Au total, la « politisation » de la nouvelle Commission aura surtout des effets sur le plan macroéconomique. Or face à des dirigeants nationaux divisés sur les choix économiques à faire, le président Juncker s’est appliqué jusqu’à présent à ne pas trancher le débat qui divise les partisans d’une politique de l’offre et ceux qui défendent l’assouplissement budgétaire. Le 15 octobre au Parlement, il a appelé à une Europe « plus concurrentielle » mais aussi « plus sociale », plaidé pour de la « flexibilité » dans l’application des règles budgétaires mais « pas sans réformes structurelles », défendu la croissance et maintenu son engagement de lancer un plan d’investissement de 300 milliards d’euros entre 2015 et 2017, qu’il présentera « avant Noël » car «  il y a urgence », sans fournir d’autre précisions que le fait qu’il s’agissait d’argent privé autant que public. En septembre à Milan, le ministre des Finances allemand Wolfgang Schäuble, sceptique sur le virage keynésien demandé par Paris ou Rome, avait obtenu qu’avant de plancher sur les modalités de financement, on confie au très prudent président de la Banque européenne d’investissement Werner Hoyer la tâche d’établir une liste de projets à réaliser. En attendant, la première des missions de Jean-Claude Juncker sera de dire avec quelle « flexibilité » peuvent être interprétées les règles de gouvernance européenne. Une tâche qui n’est pas fondamentalement différente de celle de son prédécesseur.
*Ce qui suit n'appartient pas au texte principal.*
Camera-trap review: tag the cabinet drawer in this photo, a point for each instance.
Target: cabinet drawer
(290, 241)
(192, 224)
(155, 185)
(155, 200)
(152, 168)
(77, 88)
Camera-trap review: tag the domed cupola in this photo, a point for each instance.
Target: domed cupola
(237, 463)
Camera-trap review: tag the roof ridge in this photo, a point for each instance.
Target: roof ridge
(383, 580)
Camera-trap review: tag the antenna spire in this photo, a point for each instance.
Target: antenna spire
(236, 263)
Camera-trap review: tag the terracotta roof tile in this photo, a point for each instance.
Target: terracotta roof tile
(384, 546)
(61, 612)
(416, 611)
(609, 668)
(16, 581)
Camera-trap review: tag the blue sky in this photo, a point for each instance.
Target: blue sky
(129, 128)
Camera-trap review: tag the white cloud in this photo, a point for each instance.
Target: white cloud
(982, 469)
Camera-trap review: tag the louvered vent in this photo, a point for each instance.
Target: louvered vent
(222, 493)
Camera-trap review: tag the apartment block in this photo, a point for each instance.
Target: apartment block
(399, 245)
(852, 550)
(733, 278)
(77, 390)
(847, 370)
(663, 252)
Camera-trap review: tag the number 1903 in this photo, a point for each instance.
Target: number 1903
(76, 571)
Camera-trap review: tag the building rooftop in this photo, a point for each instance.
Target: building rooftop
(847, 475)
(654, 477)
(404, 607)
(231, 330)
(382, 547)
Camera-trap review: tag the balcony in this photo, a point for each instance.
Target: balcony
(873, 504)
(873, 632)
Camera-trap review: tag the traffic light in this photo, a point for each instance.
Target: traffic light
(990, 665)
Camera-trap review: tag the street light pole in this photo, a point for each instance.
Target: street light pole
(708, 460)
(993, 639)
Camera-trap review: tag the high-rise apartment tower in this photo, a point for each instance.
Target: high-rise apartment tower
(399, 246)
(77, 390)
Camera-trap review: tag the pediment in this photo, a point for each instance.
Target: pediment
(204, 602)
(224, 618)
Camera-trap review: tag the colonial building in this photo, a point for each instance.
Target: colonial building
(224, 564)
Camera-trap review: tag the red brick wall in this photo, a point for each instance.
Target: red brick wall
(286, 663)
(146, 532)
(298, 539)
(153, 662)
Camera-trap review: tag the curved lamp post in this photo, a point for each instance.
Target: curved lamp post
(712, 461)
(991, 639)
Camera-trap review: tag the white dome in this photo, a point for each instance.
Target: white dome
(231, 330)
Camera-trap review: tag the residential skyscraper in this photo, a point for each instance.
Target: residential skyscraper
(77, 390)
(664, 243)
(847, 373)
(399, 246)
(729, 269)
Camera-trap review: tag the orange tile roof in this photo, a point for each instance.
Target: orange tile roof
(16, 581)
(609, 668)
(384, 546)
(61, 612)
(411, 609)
C’est peut-être pour les aides d’Etat, un domaine par définition plus politique, que l’arrivée d’une nouvelle équipe aura le plus d’effet
Benoît Lebret, associé chez Gide et ancien chef de cabinet d’un commissaire français
L’omniprésence allemande

La surreprésentation des Allemands à des postes stratégiques européens est impressionnante. L’arrivée de Martin Selmayr à la tête du cabinet du président de la Commission l’a encore renforcée. D’autant plus que ce juriste aussi ferme que souriant a déjà imprimé sa marque en corrigeant la copie de certains membres de la Commission au moment des auditions parlementaires. «  Personne ne dit qu’il y a deux Français au cabinet du président et un seul Allemand », rappelle-t-on dans l’équipe du nouveau maître de la Commission. Une défense un peu dérisoire quand on connaît le pouvoir considérable du chef de cabinet du président, véritable président bis… sans commune mesure avec un simple membre de cabinet. A l’époque du président Prodi, alors que Pascal Lamy était commissaire au Commerce, après avoir dirigé le cabinet de Jacques Delors, les fonctionnaires blaguaient : « c’était mieux quand Pascal était président ». Selmayr n’est que le dernier signe d’une présence allemande qui commence à faire jaser, mais dont la poussée ne date pas d’hier. Elle s’affiche dans deux bras armés financiers de l’Union à la présidence de la Banque européenne d’investissement (Werner Hoyer) et du Mécanisme européen de stabilité (Klaus Regling). Dans l’administration, avec le pilotage des services du Parlement (Klaus Welle) et du Conseil (Uwe Corsepius). Elle s’étale aussi au Parlement avec la présidence (Martin Schulz) et celle de cinq commissions. A des postes moins visibles du grand public aussi, comme le porte-parolat de la Banque centrale européenne, de la Banque européenne d’investissement et du Mécanisme européen de stabilité. «  C’est un fait que Bruxelles est un peu plus allemande qu’il y a quelques années. Mais fut un temps où elle était nettement dominée par des Français, à la Commission et dans l’administration », rappelle une source à la Commission.